Watch Your Step, Smart Floors are Coming to Industrial Facilities
How would you react if your floor told you that you’ve gained weight?
Smart homes and smart facilities are already brimming with IoT sensors, generally embedded in equipment or monitoring conditions from a vantage point such as the ceiling. But now, thanks to intelligent tiles, even floors can be smart.
It’s very likely you’ve already experienced a smart floor of some kind. Maybe your kids have played the dance arcade game Dance Dance Revolution, or perhaps you’ve walked across a smart floor at a shoe store so the salesperson can conduct a gait analysis. Heated floors, popular in cool-climate homes, are not considered “smart” if they’re controlled manually or by a timer but would be considered smart if they can sense changes in temperature and autonomously begin heating floorboards or bathroom tiles in response.

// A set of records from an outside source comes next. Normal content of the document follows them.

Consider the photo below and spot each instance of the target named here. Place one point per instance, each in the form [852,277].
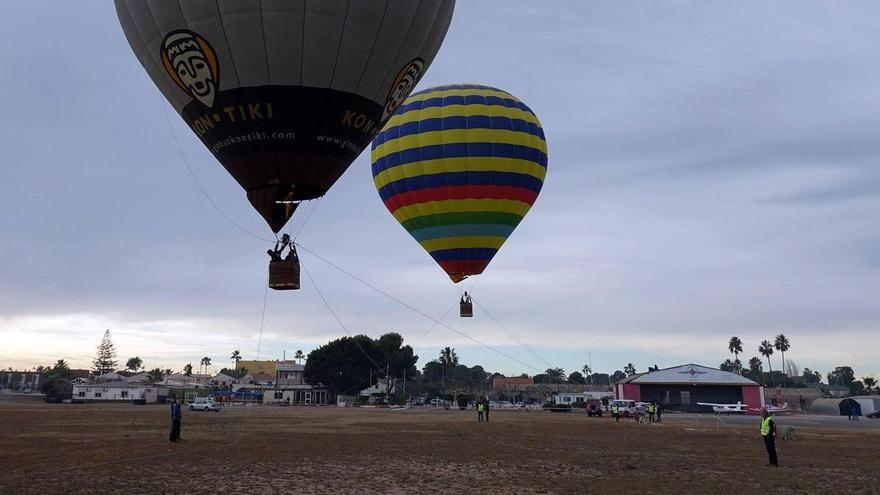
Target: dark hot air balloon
[285,93]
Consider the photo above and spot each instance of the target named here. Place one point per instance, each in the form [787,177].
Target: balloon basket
[284,275]
[466,310]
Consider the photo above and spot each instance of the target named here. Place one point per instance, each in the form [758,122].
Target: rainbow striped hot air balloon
[459,166]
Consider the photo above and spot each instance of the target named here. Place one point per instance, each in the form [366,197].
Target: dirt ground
[124,449]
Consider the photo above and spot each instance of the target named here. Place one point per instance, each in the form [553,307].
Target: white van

It’s important to note that covering anything more than a small area with smart flooring is currently prohibitively expensive. A company called Pavegen, for example, asks over $1,600 per square meter for its power-generating smart floors. As with any emerging technology, however, prices are likely to drop as competition increases.
How Do Smart Floors Work?
Smart floors are designed and built according to their application but are typically made up of multiple “intelligent tiles” with a very thin layer of sensors installed into the textiles. Using protocols ranging from radio signals to a high-speed communication network, the sensors send data to a central data repository that can collate and interpret the signals from the entire smart floor and make a decision to take action – such as turning on underfloor heating – accordingly.
How Can Smart Floors Be Used in an Industrial Setting?

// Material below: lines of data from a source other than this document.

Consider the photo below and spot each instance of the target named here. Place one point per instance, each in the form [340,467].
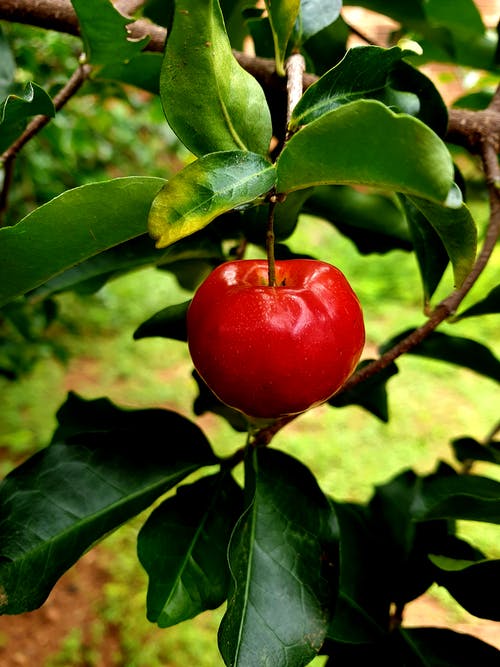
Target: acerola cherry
[275,351]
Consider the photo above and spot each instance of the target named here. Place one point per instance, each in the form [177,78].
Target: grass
[348,449]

Some of the potential applications of smart floors on the manufacturing floor include:
- Health and safety: Using gait analysis, smart floors can track employee fatigue and recognize when somebody trips or an accident occurs.
- Comfort: Smart floors can become a key part of your facility’s temperature control system by heating up or cooling down in response to the temperature. Floors could even change color to adapt to the time of day and staff’s circadian cycles.

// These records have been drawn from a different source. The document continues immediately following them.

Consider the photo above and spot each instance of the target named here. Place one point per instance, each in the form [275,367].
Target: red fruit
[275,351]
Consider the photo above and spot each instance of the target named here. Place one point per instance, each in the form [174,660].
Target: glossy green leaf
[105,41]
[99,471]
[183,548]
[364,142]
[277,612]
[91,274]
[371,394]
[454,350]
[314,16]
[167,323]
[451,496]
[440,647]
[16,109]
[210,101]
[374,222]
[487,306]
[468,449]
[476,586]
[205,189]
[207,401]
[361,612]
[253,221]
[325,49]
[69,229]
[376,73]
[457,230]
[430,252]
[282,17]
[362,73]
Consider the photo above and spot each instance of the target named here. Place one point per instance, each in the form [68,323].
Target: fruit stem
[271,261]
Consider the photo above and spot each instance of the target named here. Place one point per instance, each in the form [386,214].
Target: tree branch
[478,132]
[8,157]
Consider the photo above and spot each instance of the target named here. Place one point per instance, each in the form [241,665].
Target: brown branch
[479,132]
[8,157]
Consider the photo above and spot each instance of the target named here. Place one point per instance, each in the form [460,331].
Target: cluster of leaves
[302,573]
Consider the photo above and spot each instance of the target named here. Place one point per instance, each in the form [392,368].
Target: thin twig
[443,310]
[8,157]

- Generating power: Smart floors can be used to produce a small amount of energy every time they are walked upon, which could potentially lower power bills. This feature could also be used to provide lighting in emergency situations.
- Cleaning abilities: Floors can clean the air by absorbing fine dust and also self-clean to reduce facility cleaning needs.
- Track steps: Smart floors could help building owners understand high-traffic areas in their facilities, while steps could be tracked as part of a workplace health initiative and even gamified to encourage workers to move around more.
- Monitor weight: By monitoring the weight of equipment or manufactured products, smart floors could potentially make industrial scales obsolete.
- Security: Smart floors could replace the security touchpad by recognizing if a person walking across it is allowed or prohibited in a certain area.
Three key concerns around smart floors are their cost (the money saved on power bills, for example, pales in comparison to the cost of installing the power generating smart tiles); wear and tear from being walked upon; and potential damage from liquid spills.
With the rest of your facility becoming increasingly rich in sensor devices, there’s little reason that your floor should be an exception. Smart floors will definitely be an interesting trend to keep an eye on.